Spool, 35-supply/discharge chamber, 36-small diameter operating rod, 37-large diameter operating rod, 38 constant force chamber, 39...adjustment pressure chamber, 4
0.--Check valve, 41--Oil supply hole, 42-Series hole, 43--Supply oil path, 52--Discharge oil path, 53--Piston operating oil path, 54--Spool operating oil path, 55・-Oil passage for sliding liner operation, 56-・Oil passage for variable valve operation designated agent
Japanese National Railways Governor’s Office Legal Affairs 2! Sekiba Daishu

Claims (1)

[Claims] The hydraulic piston is vibrated by the interaction between a spool that receives constant pressure and alternating pressure from both sides in the pilot valve and a hydraulic piston that receives constant pressure and alternating pressure from both sides in the cylinder. and a variable amplitude hydraulic oscillator in which the amplitude of the hydraulic piston is made variable by slidingly adjusting a sliding liner between the cylinder and the hydraulic piston to adapt to the vibrations of the hydraulic piston. An oil chamber is provided at one end of the sliding liner, and by supplying and discharging oil to the core oil chamber, the sliding liner is slidably adjusted to adjust the amplitude of the hydraulic piston.

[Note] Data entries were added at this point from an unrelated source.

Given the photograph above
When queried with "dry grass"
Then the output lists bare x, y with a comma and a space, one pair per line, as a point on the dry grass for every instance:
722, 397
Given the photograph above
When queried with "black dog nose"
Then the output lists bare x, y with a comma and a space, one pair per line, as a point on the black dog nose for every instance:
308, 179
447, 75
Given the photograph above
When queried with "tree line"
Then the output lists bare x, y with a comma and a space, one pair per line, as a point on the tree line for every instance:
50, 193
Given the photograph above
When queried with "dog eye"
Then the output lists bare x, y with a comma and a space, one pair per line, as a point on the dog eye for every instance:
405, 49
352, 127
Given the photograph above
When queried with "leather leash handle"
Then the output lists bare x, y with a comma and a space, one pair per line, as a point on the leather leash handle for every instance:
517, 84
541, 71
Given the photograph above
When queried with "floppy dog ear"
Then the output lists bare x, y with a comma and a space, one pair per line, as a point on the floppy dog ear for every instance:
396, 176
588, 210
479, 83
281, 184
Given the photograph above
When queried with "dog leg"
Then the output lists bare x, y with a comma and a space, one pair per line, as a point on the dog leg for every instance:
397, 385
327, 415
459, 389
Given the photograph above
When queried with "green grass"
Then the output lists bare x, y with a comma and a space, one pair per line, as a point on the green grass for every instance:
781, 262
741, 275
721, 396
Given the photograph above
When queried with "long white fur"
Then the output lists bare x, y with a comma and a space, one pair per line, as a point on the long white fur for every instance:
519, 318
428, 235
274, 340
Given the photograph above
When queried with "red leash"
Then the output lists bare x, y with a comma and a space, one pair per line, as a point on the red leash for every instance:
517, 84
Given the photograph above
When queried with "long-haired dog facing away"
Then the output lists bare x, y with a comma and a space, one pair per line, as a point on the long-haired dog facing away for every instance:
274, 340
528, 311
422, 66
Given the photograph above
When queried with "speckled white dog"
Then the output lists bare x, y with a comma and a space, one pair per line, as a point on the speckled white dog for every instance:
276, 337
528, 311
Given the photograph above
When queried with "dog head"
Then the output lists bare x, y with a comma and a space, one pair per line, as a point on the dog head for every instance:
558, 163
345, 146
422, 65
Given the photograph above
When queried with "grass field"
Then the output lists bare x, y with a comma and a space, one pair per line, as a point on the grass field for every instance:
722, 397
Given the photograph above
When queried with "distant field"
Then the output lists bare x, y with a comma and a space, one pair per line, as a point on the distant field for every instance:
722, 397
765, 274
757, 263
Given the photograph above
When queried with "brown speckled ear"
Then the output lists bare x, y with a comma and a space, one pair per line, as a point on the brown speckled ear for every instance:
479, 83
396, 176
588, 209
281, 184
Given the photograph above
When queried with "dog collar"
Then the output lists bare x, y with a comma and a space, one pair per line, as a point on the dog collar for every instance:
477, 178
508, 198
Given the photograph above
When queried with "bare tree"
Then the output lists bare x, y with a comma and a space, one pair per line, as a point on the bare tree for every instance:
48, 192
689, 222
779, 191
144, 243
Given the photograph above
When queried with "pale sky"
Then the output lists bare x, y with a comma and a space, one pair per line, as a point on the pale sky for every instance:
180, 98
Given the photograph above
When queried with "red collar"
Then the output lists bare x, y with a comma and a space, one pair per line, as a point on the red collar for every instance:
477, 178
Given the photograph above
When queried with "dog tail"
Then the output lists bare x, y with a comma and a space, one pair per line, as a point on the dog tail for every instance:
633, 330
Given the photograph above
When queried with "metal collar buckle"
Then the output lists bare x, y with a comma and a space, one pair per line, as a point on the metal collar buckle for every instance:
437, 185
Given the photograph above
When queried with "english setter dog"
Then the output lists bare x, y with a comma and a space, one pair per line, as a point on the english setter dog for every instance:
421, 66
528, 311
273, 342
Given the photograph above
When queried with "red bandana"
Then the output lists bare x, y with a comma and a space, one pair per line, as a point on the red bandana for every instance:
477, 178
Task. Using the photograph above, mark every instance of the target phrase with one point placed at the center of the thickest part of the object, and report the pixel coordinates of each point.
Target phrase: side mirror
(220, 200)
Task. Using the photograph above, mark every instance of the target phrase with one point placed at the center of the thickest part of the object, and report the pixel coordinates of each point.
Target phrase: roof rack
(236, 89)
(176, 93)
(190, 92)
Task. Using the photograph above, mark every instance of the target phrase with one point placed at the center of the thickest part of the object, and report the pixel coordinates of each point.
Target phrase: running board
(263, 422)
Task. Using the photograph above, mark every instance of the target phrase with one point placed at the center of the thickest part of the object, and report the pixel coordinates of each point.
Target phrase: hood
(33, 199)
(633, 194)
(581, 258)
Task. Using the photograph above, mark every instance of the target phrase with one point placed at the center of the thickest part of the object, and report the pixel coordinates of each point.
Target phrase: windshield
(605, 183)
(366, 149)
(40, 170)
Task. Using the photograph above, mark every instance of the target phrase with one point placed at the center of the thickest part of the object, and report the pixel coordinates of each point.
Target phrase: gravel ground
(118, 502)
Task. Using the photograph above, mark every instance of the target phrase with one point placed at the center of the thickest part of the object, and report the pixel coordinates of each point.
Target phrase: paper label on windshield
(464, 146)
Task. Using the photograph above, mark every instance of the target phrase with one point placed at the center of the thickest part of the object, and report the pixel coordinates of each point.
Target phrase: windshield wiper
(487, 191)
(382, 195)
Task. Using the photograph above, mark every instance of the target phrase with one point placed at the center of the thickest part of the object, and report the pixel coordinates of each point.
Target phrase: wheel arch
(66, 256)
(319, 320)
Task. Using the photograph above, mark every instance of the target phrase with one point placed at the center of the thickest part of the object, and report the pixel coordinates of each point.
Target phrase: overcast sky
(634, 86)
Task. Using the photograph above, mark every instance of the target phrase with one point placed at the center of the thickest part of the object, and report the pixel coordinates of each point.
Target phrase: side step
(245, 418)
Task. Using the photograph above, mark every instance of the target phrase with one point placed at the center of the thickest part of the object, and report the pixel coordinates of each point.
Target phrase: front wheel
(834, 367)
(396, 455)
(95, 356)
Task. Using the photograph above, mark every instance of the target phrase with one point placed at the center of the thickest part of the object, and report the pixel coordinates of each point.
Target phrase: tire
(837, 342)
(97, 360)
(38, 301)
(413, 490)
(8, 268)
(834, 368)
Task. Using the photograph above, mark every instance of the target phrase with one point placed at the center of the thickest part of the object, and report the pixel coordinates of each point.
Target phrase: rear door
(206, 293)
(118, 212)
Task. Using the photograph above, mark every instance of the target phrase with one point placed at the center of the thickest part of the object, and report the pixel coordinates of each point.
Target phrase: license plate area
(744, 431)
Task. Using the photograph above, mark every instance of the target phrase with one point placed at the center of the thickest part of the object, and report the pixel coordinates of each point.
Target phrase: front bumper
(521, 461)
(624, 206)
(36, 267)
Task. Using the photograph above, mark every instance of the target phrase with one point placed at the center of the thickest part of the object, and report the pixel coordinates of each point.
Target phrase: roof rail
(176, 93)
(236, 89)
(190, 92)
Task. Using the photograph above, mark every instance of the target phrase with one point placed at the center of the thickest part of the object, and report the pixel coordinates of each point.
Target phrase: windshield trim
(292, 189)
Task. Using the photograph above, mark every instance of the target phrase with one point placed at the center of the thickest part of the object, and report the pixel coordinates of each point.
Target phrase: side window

A variable valve is provided to provide a J-shift, and the variable valve reduces the amplitude of the hydraulic piston at a position where the hydraulic pressure source and the oil chamber communicate with each other via a check valve, cuts off the hydraulic pressure source and the oil chamber, and also closes the oil chamber. The amplitude of the hydraulic piston is increased at the position where the oil volume is communicated with the tank and the oil pressure source), and the vibration of the hydraulic piston is increased at the position where the oil volume is cut off from both the hydraulic source and the tank.
An excavation control device for a variable amplitude hydraulic oscillator, characterized in that the amplitude is maintained constant.